To save and load from a file:

```ruby
require 'json'

# Save
File.write('pokedex.json', JSON.generate(pokemon_data))

# Load
loaded_data = JSON.parse(File.read('pokedex.json'))
```

## Marshal vs JSON

|                    | Marshal                     | JSON                                        |
| ------------------ | --------------------------- | ------------------------------------------- |
| **Format**         | Binary (unreadable)         | Text (readable)                             |
| **Ruby types**     | Preserved (Symbol, classes) | Lost (everything becomes String/Array/Hash) |
| **Portability**    | Ruby only                   | All languages                               |
| **Reconstruction** | Automatic                   | Manual (you must rebuild the objects)       |
| **Security**       | Never load untrusted data   | Safe                                        |

- **Marshal** is perfect for internal saves within a Ruby program.
- **JSON** is perfect for exchanging data with other programs or for readable configuration files.

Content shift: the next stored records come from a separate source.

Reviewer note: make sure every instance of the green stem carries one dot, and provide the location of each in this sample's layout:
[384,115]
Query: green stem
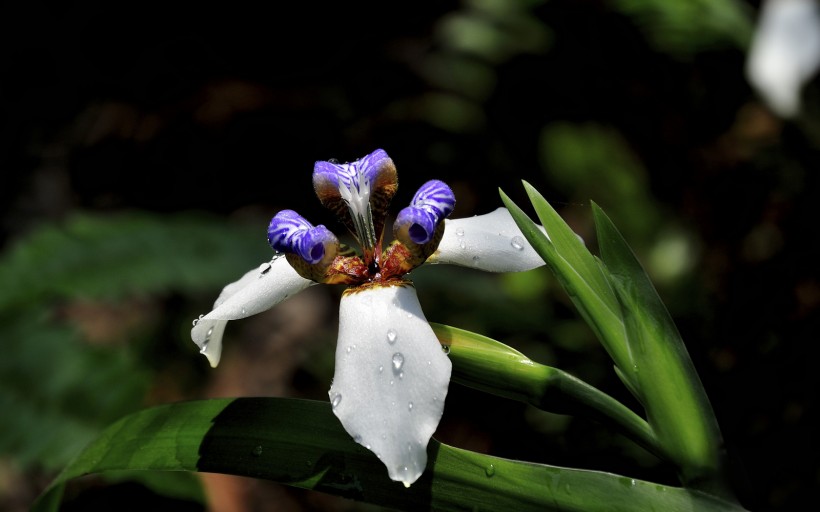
[490,366]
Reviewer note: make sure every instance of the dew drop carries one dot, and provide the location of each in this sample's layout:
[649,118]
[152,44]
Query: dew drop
[398,361]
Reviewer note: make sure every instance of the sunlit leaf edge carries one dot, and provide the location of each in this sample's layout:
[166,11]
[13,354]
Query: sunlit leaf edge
[299,443]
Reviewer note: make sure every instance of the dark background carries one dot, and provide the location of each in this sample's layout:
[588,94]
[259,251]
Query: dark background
[222,110]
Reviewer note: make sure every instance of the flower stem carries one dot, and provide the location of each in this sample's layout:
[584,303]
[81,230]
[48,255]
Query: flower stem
[488,365]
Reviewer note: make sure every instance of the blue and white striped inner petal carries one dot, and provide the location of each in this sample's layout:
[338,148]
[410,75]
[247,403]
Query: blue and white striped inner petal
[436,197]
[289,232]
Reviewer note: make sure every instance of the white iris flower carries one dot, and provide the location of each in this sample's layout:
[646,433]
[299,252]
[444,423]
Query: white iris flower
[391,375]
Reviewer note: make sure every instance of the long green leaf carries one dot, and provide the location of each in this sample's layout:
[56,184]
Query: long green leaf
[676,403]
[578,272]
[300,443]
[488,365]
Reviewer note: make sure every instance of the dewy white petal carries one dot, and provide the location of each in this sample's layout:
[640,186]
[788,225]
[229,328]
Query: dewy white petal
[256,291]
[391,377]
[785,52]
[490,242]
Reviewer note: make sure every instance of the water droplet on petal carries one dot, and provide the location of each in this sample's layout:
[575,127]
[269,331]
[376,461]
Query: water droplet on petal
[391,336]
[398,361]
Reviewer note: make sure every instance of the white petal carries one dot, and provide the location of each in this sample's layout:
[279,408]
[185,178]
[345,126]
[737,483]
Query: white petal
[489,242]
[256,291]
[391,376]
[785,52]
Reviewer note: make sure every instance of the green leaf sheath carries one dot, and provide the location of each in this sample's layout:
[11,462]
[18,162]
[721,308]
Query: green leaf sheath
[487,365]
[578,272]
[300,443]
[676,403]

## Converting objects for JSON

Since JSON does not know about Ruby classes, you need to write conversion methods:

```ruby
require 'json'

class Pokemon
  attr_reader :name, :level, :types

  def initialize(name, level, types)
    @name = name
    @level = level
    @types = types
  end

  # Convert to Hash for JSON
  def to_hash
    return { name: @name, level: @level, types: @types.map { |type| type.to_s } }
  end

  # Reconstruct from a JSON Hash
  def self.from_hash(data)
    types = data['types'].map { |type| type.to_sym }
    return Pokemon.new(data['name'], data['level'], types)
  end
end

# Save as JSON
pikachu = Pokemon.new('Pikachu', 25, [:electric])
File.write('pikachu.json', JSON.generate(pikachu.to_hash))

# Load from JSON
data = JSON.parse(File.read('pikachu.json'))
loaded = Pokemon.from_hash(data)
puts loaded.name     # => Pikachu
p loaded.types       # => [:electric]
```

- `to_hash` converts Symbols to Strings (JSON does not support them).
- `self.from_hash` converts Strings back to Symbols with `.to_sym`.
- This is the "round-trip": object -> hash -> JSON -> hash -> object.

## Conclusion

- `File.read` and `File.write` are the simplest shortcuts. `File.readlines` returns an Array of lines.
- `File.open` with a block automatically closes the file. Always prefer this form.
- The modes `'r'`, `'w'`, `'a'` control the type of access. `'wb'`/`'rb'` for binary mode.
- `File.exist?` checks existence before reading.
- **Marshal** serializes to binary: preserves Ruby types, automatic reconstruction. Modes `'wb'`/`'rb'` are mandatory.
- **JSON** serializes to text: readable and portable, but loses Ruby types. You need `to_hash` and `self.from_hash` for the round-trip.
- Marshal for internal saves. JSON for exchange and configuration.